35 537 Initiatiefnota van het lid Veldman over structurele weerbaarheid van de medische industrie in crisistijd
Nr. 4 BRIEF VAN DE MINISTER VOOR MEDISCHE ZORG
Aan de Voorzitter van de Tweede Kamer der Staten-Generaal
Den Haag, 6 november 2020
In de procedurevergadering van de vaste commissie voor Volksgezondheid, Welzijn en
Sport van 9 september 2020 is gesproken over de initiatiefnota van het lid Veldman
(VVD) over structurele weerbaarheid van de medische industrie in crisistijd (Kamerstuk
35 537, nr. 2). De commissie heeft verzocht om deze initiatiefnota van een reactie te voorzien.
Hierbij ontvangt u mijn reactie.
Allereerst wil ik mijn waardering uitspreken voor het initiatief van de heer Veldman.
Hij vraagt in zijn nota aandacht voor de internationale afhankelijkheden in de productie
en import van medische hulpmiddelen, persoonlijke beschermingsmiddelen en geneesmiddelen.
Dit is een belangrijk onderwerp dat, zowel voor als tijdens de coronacrisis, mijn
aandacht heeft. Ik deel namelijk de analyse dat er sprake is van kwetsbaarheden in
handelsketens en onwenselijke afhankelijkheden die Nederland en Europa raken. De coronacrisis
heeft dit extra blootgelegd. We moeten ervoor zorgen dat Nederland in de toekomst,
ook in een crisissituatie, verzekerd is van voldoende, kwalitatief hoogwaardige medische
hulpmiddelen en -apparatuur, persoonlijke beschermingsmiddelen en geneesmiddelen.
Het doel is en blijft daarbij om de leveringszekerheid van deze middelen te borgen.
Al ruim voor de coronacrisis hebben mijn voorgangers, in het bijzonder voor geneesmiddelen,
de afhankelijkheid van Europa van derde landen en de kwetsbaarheid van productieketens
gesignaleerd en op de Europese agenda gezet.
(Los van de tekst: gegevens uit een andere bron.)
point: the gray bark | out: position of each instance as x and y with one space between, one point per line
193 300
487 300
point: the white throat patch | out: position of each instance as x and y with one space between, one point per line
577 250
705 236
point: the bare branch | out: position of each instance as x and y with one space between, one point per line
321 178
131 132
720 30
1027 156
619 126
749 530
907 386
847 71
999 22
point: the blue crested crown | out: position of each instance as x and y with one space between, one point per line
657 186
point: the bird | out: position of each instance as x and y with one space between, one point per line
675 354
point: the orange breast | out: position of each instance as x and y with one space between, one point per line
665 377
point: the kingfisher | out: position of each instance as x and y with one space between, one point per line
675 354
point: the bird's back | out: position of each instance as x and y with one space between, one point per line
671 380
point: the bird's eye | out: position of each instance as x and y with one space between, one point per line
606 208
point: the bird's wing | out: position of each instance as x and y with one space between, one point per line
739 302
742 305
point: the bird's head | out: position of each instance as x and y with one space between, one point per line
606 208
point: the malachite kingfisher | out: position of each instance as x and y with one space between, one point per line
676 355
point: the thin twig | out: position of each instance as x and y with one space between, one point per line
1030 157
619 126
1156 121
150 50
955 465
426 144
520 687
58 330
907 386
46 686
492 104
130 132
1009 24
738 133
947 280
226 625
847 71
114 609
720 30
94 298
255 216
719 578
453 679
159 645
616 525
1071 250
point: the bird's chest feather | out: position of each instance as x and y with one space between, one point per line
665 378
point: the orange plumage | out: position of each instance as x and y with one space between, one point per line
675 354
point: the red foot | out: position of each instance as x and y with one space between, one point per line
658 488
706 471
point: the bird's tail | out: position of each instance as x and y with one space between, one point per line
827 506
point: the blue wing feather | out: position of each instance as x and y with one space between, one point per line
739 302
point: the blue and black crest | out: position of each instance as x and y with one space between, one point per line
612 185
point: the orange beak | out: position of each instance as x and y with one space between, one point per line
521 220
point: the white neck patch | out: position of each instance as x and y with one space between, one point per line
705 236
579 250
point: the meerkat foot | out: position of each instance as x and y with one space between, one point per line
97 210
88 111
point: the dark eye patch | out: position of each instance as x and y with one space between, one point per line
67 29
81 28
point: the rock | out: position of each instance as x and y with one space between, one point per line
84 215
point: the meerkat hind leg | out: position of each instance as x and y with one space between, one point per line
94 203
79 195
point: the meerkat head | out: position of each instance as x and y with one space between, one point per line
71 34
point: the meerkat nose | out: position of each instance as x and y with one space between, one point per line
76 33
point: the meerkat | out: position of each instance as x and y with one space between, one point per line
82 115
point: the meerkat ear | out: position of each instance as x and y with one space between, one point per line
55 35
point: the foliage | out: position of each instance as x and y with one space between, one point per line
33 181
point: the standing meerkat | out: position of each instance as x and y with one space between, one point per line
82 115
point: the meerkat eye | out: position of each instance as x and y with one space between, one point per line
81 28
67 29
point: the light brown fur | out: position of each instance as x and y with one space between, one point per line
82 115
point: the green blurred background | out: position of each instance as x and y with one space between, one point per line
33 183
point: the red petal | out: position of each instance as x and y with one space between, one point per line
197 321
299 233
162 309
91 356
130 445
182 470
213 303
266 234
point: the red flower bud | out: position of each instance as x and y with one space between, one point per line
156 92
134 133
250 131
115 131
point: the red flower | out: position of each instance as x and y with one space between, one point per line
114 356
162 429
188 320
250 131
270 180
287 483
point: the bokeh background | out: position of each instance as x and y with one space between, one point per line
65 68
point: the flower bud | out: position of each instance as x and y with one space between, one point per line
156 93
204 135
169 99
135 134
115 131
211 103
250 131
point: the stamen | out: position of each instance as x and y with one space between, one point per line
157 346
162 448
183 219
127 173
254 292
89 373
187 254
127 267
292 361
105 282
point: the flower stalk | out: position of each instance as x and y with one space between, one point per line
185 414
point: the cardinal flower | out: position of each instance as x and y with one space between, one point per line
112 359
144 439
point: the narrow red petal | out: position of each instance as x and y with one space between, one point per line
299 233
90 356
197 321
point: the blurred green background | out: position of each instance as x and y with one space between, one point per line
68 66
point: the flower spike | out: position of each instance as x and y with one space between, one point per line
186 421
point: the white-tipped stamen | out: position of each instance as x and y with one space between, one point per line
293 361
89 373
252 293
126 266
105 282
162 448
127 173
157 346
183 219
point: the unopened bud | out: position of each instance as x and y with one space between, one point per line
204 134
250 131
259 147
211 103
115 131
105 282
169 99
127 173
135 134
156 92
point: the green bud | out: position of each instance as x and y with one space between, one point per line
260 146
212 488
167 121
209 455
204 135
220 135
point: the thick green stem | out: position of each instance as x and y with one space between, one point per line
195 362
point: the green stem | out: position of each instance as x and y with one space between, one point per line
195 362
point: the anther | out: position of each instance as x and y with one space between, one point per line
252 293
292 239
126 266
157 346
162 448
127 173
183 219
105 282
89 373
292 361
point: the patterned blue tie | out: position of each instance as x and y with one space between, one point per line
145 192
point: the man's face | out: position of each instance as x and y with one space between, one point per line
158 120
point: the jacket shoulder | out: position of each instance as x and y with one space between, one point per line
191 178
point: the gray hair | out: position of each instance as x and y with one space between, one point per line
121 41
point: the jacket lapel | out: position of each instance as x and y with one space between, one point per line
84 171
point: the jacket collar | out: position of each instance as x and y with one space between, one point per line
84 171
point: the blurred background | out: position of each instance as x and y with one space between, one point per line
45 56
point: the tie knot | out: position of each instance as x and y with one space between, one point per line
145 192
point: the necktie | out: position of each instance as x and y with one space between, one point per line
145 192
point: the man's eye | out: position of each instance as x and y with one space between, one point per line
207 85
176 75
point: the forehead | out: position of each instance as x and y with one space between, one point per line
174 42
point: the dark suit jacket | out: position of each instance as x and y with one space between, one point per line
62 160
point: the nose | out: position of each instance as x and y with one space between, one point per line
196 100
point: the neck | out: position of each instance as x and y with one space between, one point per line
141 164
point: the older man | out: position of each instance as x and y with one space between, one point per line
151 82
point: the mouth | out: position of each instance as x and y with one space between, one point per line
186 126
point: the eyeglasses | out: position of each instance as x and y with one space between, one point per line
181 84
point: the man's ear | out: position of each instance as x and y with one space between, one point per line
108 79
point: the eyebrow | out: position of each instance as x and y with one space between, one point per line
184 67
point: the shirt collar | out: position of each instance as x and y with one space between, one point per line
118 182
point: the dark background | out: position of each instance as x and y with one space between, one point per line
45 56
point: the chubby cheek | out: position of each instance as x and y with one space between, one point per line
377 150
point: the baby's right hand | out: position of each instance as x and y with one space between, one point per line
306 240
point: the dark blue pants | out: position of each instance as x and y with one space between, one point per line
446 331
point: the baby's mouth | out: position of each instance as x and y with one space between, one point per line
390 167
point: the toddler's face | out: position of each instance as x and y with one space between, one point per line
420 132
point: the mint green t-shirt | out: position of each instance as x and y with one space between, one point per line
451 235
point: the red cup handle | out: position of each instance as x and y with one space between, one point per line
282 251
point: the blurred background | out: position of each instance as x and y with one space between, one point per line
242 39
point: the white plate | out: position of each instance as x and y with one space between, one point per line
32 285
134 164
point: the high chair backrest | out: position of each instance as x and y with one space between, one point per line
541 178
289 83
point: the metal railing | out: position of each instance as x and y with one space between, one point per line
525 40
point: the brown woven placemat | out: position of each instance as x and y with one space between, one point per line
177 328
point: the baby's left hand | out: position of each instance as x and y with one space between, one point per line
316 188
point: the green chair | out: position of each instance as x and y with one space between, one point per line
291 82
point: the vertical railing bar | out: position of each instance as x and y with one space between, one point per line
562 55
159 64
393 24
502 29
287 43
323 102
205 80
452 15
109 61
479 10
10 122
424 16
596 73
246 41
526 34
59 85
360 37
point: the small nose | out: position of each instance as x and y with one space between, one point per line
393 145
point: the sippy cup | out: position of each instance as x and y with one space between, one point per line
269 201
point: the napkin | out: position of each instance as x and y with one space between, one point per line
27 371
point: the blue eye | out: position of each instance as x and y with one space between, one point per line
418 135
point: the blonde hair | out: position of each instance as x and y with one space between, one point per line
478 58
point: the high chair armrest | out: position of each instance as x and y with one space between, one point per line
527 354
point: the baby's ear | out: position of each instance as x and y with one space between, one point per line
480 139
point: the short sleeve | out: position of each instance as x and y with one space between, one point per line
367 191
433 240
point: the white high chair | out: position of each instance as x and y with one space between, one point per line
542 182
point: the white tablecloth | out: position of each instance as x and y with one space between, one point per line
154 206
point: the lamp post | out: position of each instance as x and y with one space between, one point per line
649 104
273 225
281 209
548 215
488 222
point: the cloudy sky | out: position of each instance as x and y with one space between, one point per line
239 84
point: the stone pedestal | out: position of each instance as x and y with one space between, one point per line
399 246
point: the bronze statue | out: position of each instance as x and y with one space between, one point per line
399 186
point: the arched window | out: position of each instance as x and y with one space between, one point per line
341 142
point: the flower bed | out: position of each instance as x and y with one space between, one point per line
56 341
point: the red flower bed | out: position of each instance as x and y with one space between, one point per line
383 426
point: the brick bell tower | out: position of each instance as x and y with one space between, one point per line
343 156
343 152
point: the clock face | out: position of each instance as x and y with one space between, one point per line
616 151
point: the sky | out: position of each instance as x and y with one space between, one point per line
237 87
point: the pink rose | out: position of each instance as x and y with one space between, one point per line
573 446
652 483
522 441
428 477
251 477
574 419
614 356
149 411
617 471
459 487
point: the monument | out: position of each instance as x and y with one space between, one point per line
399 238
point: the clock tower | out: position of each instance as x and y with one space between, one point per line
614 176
In de coronacrisis werken we samen hard om de gezondheid van kwetsbare mensen te beschermen.
Eén van de zaken die daarbij van groot belang is voor onze volksgezondheid, is de
beschikbaarheid van medische hulpmiddelen, persoonlijke beschermingsmiddelen en geneesmiddelen.
Zonder deze producten kunnen patiënten niet de zorg krijgen die zij nodig hebben en
zijn zorgverleners onvoldoende beschermd bij hun belangrijke werk. Leveringszekerheid
staat daarbij centraal. We moeten ons daarom blijven inzetten om de leveringszekerheid
– en daarmee beschikbaarheid van medische producten en beschermingsmiddelen – te borgen.
Hierbij kijk ik naar de eindproducten, maar ook naar onderdelen, halffabricaten en
de nodige actieve, hulp- en grondstoffen. Dit is van belang om voldoende voorraad
van zowel persoonlijke beschermingsmiddelen, waar zich tijdens de pandemie tekorten
aan hebben voorgedaan, als van geneesmiddelen, waar vóór de uitbraak van de pandemie
al kwetsbaarheden bestonden, te bewerkstelligen. Daarbij moeten we naar alle aspecten
kijken van productie, logistiek en inkoop. Leveringszekerheid borgen omvat immers
meer facetten dan alleen de productielocatie. Het gaat ook om inkoopstrategieën en
voorwaarden, het aanhouden van meer voorraad in de handelsketens, een ijzeren voorraad
én – waar opportuun – productie dichter bij huis. Deze maatregelen kunnen afzonderlijk
of in combinatie worden genomen.
In ons stelsel is de zorg is in eerste instantie zelf verantwoordelijk voor het analyseren
en mitigeren van leveringsrisico’s en inkoop van voldoende middelen. Precies weten
welke producten je gebruikt en tegen welke prijs draagt ook bij aan de kwaliteit en
betaalbaarheid van zorg. Echter, in de crisis hebben we gezien dat er daarnaast meer
nodig is.
De initiatiefnemer verkent in zijn nota verschillende manieren om ook in een crisissituatie
verzekerd te zijn van voldoende aanbod van medische hulpmiddelen, beschermingsmiddelen
en geneesmiddelen. Dit is waardevolle inbreng voor het beleid ten aanzien van leveringszekerheid.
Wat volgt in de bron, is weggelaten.